Vicente Guaita Panadero (; born 10 January 1987) is a Spanish professional footballer who plays as a goalkeeper for  club Crystal Palace.

He appeared in 176 La Liga matches over eight seasons with Valencia and Getafe, as well as a season on loan with Recreativo in the Segunda División. In 2018, he signed with Crystal Palace.

Club career

Valencia
Born in Torrent, Valencian Community, Guaita graduated from the Valencia youth system after arriving there from CD Monte-sión at the age of 13, being promoted to the first team for the 2008–09 season following the retirement of longtime incumbent Santiago Cañizares. Additionally, as German Timo Hildebrand became ostracised by coach Unai Emery, he became the backup.

Guaita made his official debut with the main squad on 2 October 2008, in a UEFA Cup tie against Marítimo (2–1 home win). However, after the signing of veteran César Sánchez from Tottenham Hotspur later in the year and the full recovery of Renan, he remained third choice until the end of the campaign.

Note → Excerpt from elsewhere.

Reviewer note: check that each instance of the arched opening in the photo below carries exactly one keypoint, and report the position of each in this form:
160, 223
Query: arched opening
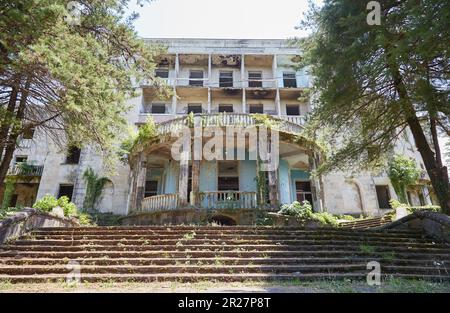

In 2009–10, with Sánchez having renewed his link a further year and the signing of Mallorca's Miguel Ángel Moyá, Guaita was deemed surplus to requirements and joined, on loan, Segunda División's Recreativo de Huelva. As the Andalusians finished comfortably in mid-table he was awarded the competition's Ricardo Zamora Trophy, with just 24 goals conceded in 30 appearances.

In November–December 2010, profiting from injuries to both César and Moyà, Guaita had a run of several matches for Valencia, notably a 2–1 home win against Almería in La Liga and a 1–1 draw away to Manchester United in the UEFA Champions League. On 2 April 2011, as he had established himself in the starting XI, he suffered the loss of his father due to a heart attack (aged only 46), prompting manager Emery to reinstate César between the posts for two games.

In May 2011, Guaita extended his contract with Valencia until 2015. He began the season as the starter, but picked up a serious hand injury in early November 2011, being nonetheless selected to several games by Emery as the reserve.

Getafe

On 31 July 2014, Guaita was sold to Getafe with a buy-back option. He made his debut for his new team on 24 August, in a 3–1 away loss to Celta.

In the 2016–17 campaign, with the club again in the second tier, Guaita played little due to injury. He was, however, the starter in the play-offs, which ended in promotion.

Crystal Palace
On 2 February 2018, Crystal Palace manager Roy Hodgson confirmed Guaita had agreed to join from 1 July on a free transfer. The transfer was reconfirmed by the club on 8 June, with the player joining on a three-year contract. He made his Premier League debut on 15 December, keeping a clean sheet in a 1–0 home win against Leicester City.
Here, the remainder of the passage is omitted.